Following his research, Long brought recording equipment to Calumet Harbor, Steelworkers Park, Indian Ridge Marsh, Beaubien Woods and the Metropolitan Water Reclamation District’s Sidestream Elevated Pool Aeration Station. He looked at the landscape and listened deeply before turning on his recorder, trying to find the unique spaces of the area and their “signature sounds.”
“I definitely want those sounds to stick out and engage you,” Long said. “I was listening for what makes that area sound the way it does. What is unique to that area? How does sound define that area?”
He used a handheld recording device and an underwater microphone. He also employed a contact microphone, which — similar to a pickup on a guitar — registers vibrations.
“I’m hearing small things like anthills or bugs or movements of branches on trees or the movement of tall grasses in a prairie area,” Long said.
Some of the sounds were manipulated, mixing certain elements together, Long said. Electronic sounds and music were generated from the data sets such as pollution levels he acquired from MWRD to complement and reinforce the recordings.

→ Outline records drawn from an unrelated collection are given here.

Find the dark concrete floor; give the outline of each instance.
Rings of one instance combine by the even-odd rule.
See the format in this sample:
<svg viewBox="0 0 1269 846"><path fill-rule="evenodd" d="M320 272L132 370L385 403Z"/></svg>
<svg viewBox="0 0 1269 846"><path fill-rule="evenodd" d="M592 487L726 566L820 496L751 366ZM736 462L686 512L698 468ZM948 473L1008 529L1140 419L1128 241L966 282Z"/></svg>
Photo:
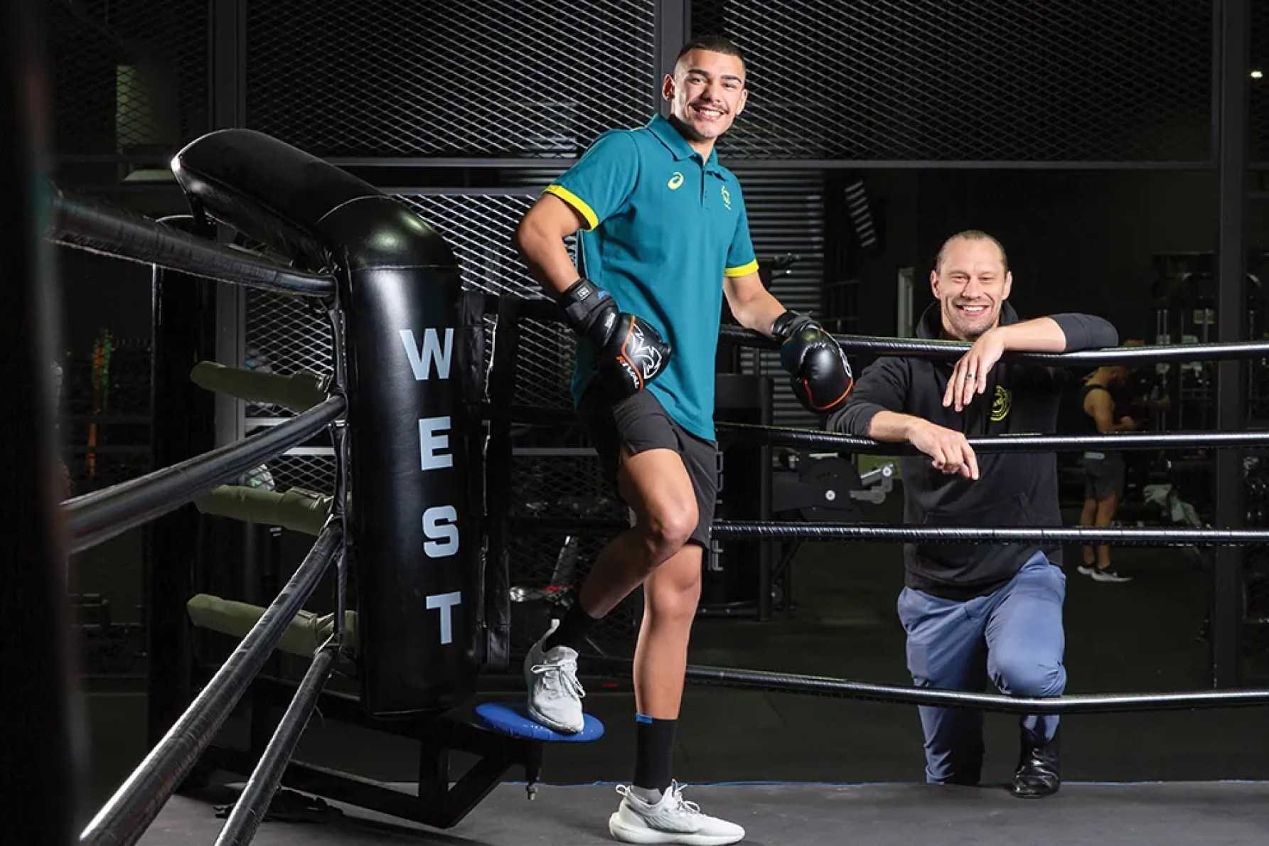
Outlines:
<svg viewBox="0 0 1269 846"><path fill-rule="evenodd" d="M745 827L754 846L1261 846L1265 784L1067 785L1044 802L1003 790L926 785L737 785L689 791L707 812ZM223 826L212 807L230 794L174 798L141 846L209 843ZM265 822L260 846L605 843L610 785L551 788L534 803L503 785L457 826L435 831L359 808L322 822Z"/></svg>
<svg viewBox="0 0 1269 846"><path fill-rule="evenodd" d="M1070 561L1077 556L1070 550ZM807 544L794 566L793 613L769 623L700 619L692 662L910 684L895 618L898 548ZM1198 634L1211 576L1176 550L1123 549L1117 566L1134 580L1099 583L1067 568L1068 693L1208 687L1208 647ZM586 706L605 722L605 737L548 748L544 781L631 776L628 689L605 693L593 681ZM88 713L89 804L95 808L146 752L145 700L136 691L105 691L89 698ZM989 714L987 781L1009 776L1015 726L1016 718ZM1070 717L1063 775L1072 781L1269 779L1264 726L1260 708ZM418 772L412 743L320 718L298 757L382 781L407 781ZM693 686L684 701L675 775L685 783L867 784L917 781L921 766L912 708Z"/></svg>

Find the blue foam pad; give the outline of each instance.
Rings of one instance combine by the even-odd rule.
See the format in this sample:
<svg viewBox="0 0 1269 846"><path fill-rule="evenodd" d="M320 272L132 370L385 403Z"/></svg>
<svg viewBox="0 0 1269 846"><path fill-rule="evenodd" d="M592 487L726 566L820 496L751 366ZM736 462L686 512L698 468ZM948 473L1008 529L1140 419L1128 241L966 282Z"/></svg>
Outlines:
<svg viewBox="0 0 1269 846"><path fill-rule="evenodd" d="M522 703L482 703L476 705L476 715L495 732L511 737L525 737L549 743L586 743L604 736L604 724L590 714L584 714L584 724L576 734L561 734L529 717L528 705Z"/></svg>

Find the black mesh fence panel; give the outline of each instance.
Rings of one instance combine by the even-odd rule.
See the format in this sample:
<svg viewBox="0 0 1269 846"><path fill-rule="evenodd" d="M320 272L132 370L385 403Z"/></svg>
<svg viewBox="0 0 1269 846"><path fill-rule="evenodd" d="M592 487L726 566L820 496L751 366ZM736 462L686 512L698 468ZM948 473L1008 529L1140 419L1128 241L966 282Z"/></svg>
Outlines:
<svg viewBox="0 0 1269 846"><path fill-rule="evenodd" d="M58 153L165 164L211 126L207 0L51 0Z"/></svg>
<svg viewBox="0 0 1269 846"><path fill-rule="evenodd" d="M261 373L330 375L330 323L311 301L265 290L246 293L244 367ZM282 406L250 403L249 417L292 417Z"/></svg>
<svg viewBox="0 0 1269 846"><path fill-rule="evenodd" d="M727 159L1206 161L1207 0L695 0L750 101Z"/></svg>
<svg viewBox="0 0 1269 846"><path fill-rule="evenodd" d="M571 156L656 108L654 0L247 6L247 126L320 156Z"/></svg>

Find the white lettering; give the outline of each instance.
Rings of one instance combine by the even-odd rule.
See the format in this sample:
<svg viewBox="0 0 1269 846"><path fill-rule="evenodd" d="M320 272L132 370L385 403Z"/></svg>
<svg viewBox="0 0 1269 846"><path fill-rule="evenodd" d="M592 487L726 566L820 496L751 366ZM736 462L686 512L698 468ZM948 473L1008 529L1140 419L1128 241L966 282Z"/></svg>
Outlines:
<svg viewBox="0 0 1269 846"><path fill-rule="evenodd" d="M454 465L454 457L440 450L449 448L449 417L423 417L419 420L419 467L439 471Z"/></svg>
<svg viewBox="0 0 1269 846"><path fill-rule="evenodd" d="M444 558L458 552L458 510L452 505L438 505L423 512L423 535L428 542L423 550L428 558Z"/></svg>
<svg viewBox="0 0 1269 846"><path fill-rule="evenodd" d="M410 369L414 370L416 381L426 381L431 374L433 363L437 365L438 377L449 378L449 354L454 350L454 330L445 330L444 350L442 350L440 340L434 329L423 330L423 351L419 350L419 344L414 340L414 331L409 329L401 330L401 342L405 345L405 354L410 358Z"/></svg>
<svg viewBox="0 0 1269 846"><path fill-rule="evenodd" d="M428 597L428 610L440 609L440 642L449 643L454 639L454 624L453 614L450 609L454 605L463 604L462 591L454 591L452 594L434 594Z"/></svg>

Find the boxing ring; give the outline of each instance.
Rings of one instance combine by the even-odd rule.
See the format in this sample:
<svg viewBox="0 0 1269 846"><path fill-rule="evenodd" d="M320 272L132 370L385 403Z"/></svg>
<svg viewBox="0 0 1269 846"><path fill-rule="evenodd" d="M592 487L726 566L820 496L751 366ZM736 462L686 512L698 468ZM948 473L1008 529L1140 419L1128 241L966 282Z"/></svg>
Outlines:
<svg viewBox="0 0 1269 846"><path fill-rule="evenodd" d="M19 4L20 6L20 4ZM8 89L6 89L8 90ZM9 172L20 188L6 227L14 285L5 329L25 356L34 386L18 392L6 433L5 459L13 483L6 514L23 515L4 528L6 559L14 562L5 605L3 677L8 699L29 715L6 720L6 842L85 845L188 843L371 843L400 842L603 842L610 802L604 785L552 786L527 804L524 788L504 783L523 767L530 789L538 780L543 745L563 738L497 722L489 703L476 705L482 672L506 663L510 602L506 539L548 530L552 520L509 517L508 431L516 425L555 425L547 410L508 406L500 397L514 379L514 315L543 320L541 302L508 302L464 292L454 255L426 222L354 176L254 132L204 136L173 161L190 202L185 225L150 221L37 185L37 148L22 160L29 170ZM265 245L270 254L216 242L222 223ZM329 318L335 368L329 381L297 384L197 363L190 379L239 397L269 397L296 413L265 433L221 446L141 478L55 505L55 448L49 436L49 386L38 374L51 348L55 275L38 238L154 265L156 284L180 285L188 277L214 279L305 297ZM286 256L280 260L275 256ZM489 374L483 325L490 313L509 321L497 336ZM30 318L36 315L36 318ZM722 341L769 342L733 329ZM877 355L954 358L964 345L843 337L848 351ZM20 342L19 342L20 341ZM29 342L28 342L29 341ZM1091 365L1123 360L1231 360L1269 355L1269 344L1132 348L1076 355L1028 355L1046 364ZM316 436L336 455L334 490L266 496L231 485L269 457ZM723 440L791 444L843 453L902 452L839 435L721 425ZM1169 449L1202 444L1245 448L1269 444L1269 433L1123 434L1099 438L976 439L978 452ZM75 665L66 644L65 557L129 528L160 521L187 506L204 514L258 520L315 537L311 550L265 608L227 605L220 597L190 597L184 609L195 624L240 638L114 795L79 832L74 783L79 733ZM579 533L610 531L622 524L569 521ZM850 523L720 520L720 540L886 540L991 543L1005 540L1093 542L1119 545L1241 545L1269 533L1245 529L1061 529L871 526ZM357 608L348 583L357 576ZM329 585L331 613L306 611ZM18 601L20 600L20 601ZM261 677L275 651L308 658L298 682ZM590 656L584 672L628 677L629 662ZM339 672L358 694L327 690ZM1089 714L1162 709L1247 708L1269 704L1269 690L1199 690L1124 695L1014 699L989 694L874 685L846 679L692 666L688 681L737 690L883 701L912 706L973 706L999 713ZM286 705L255 753L214 746L218 729L247 691ZM6 691L8 693L8 691ZM38 705L37 705L38 703ZM473 705L476 705L473 708ZM382 784L293 760L310 718L393 734L419 745L419 779ZM602 731L602 727L598 729ZM598 734L579 738L596 739ZM475 755L462 778L450 752ZM566 755L566 750L560 750ZM199 795L175 795L199 767L246 778L221 822ZM20 778L14 779L14 774ZM9 781L16 781L10 793ZM261 826L279 786L338 804L348 819ZM749 842L1019 843L1019 842L1264 842L1269 833L1264 784L1127 784L1063 786L1060 798L1023 803L1001 790L925 785L746 784L699 789L713 813L750 832ZM223 797L221 797L223 799ZM452 828L452 832L438 830ZM1037 835L1037 832L1043 832ZM1183 832L1178 837L1178 832Z"/></svg>

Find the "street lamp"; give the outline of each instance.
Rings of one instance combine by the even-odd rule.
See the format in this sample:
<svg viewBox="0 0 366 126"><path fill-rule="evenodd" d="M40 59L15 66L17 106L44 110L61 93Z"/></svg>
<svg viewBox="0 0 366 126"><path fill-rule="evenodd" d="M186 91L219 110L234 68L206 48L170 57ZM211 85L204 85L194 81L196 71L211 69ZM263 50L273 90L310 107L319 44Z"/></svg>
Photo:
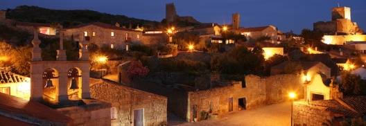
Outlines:
<svg viewBox="0 0 366 126"><path fill-rule="evenodd" d="M295 92L290 92L288 93L288 98L291 100L291 126L293 126L293 100L296 98L296 93Z"/></svg>
<svg viewBox="0 0 366 126"><path fill-rule="evenodd" d="M194 46L193 44L189 44L188 45L188 50L189 51L192 51L194 50Z"/></svg>

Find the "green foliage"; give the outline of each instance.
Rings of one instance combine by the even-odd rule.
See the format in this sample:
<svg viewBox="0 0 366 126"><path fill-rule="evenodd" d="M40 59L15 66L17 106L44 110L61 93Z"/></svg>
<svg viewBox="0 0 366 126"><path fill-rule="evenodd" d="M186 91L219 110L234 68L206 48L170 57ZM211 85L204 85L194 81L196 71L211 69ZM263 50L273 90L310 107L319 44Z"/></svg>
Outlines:
<svg viewBox="0 0 366 126"><path fill-rule="evenodd" d="M197 44L200 35L195 32L180 32L174 35L173 41L178 45L178 50L187 51L189 44Z"/></svg>
<svg viewBox="0 0 366 126"><path fill-rule="evenodd" d="M311 46L322 46L322 39L324 33L320 31L313 31L308 29L303 29L301 33L301 37L304 37L305 44L309 44Z"/></svg>
<svg viewBox="0 0 366 126"><path fill-rule="evenodd" d="M341 78L340 89L343 94L347 96L366 94L366 82L362 80L359 75L343 73Z"/></svg>
<svg viewBox="0 0 366 126"><path fill-rule="evenodd" d="M14 46L27 46L31 38L32 35L26 31L0 24L0 42L6 41Z"/></svg>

Vargas said it all comes together for a unique experience that is engaging, showcases a Chicago artist and brings light to different artistic practices.
“Galleries predominantly show visual works, and the Glass Curtain Gallery is no different,” she said. “We are absolutely thrilled to help present Norman’s sound work that creates a very different experience. The main space in the gallery is mostly activated through the sound installation and therefore results in a visually minimal presentation. The gallery is filled with sound, and every time I walk through it my experience is different.”
Long also records music, performs and tours, but he said exhibits such as “Calumet in Dub” allow him to venture down new artistic paths. They definitely take longer: He worked for nearly half a year to put together Calumet in Dub. But that him more time to experiment, as well as be patient and critical, he said.
“I can be a little more patient with my own particular idiosyncrasies and things like that,” he said. “It allows me to explore sounds a little bit more, or techniques … or new equipment.”
That includes a new device called PlantWave, which purports to turn the biorhythms of plants into music.
“Now, I’m thinking about how I’m designing sound that’s going to be put in a space that would immerse people, that would give people a sense of space or weight or something like that,” Long said.
He’ll give interested patrons a personal sense of the installation from 5 to 6:30 p.m. Jan. 31, when he presents an artist talk at the Glass Curtain Gallery, 1104 S. Wabash Ave., Floor 1, in Chicago. A viewing of the exhibition will take place for the first half-hour, followed by an hourlong talk in the Conaway Center next to the gallery. A closing reception and catalog release party are slated for 5 to 7 p.m. Feb. 16 with planned experimental performances with Allen Moore (electronics) and Aquarius Aquarius (voice and movement). More information is at colum.edu/long.
Bill Jones is a freelance reporter for the Daily Southtown.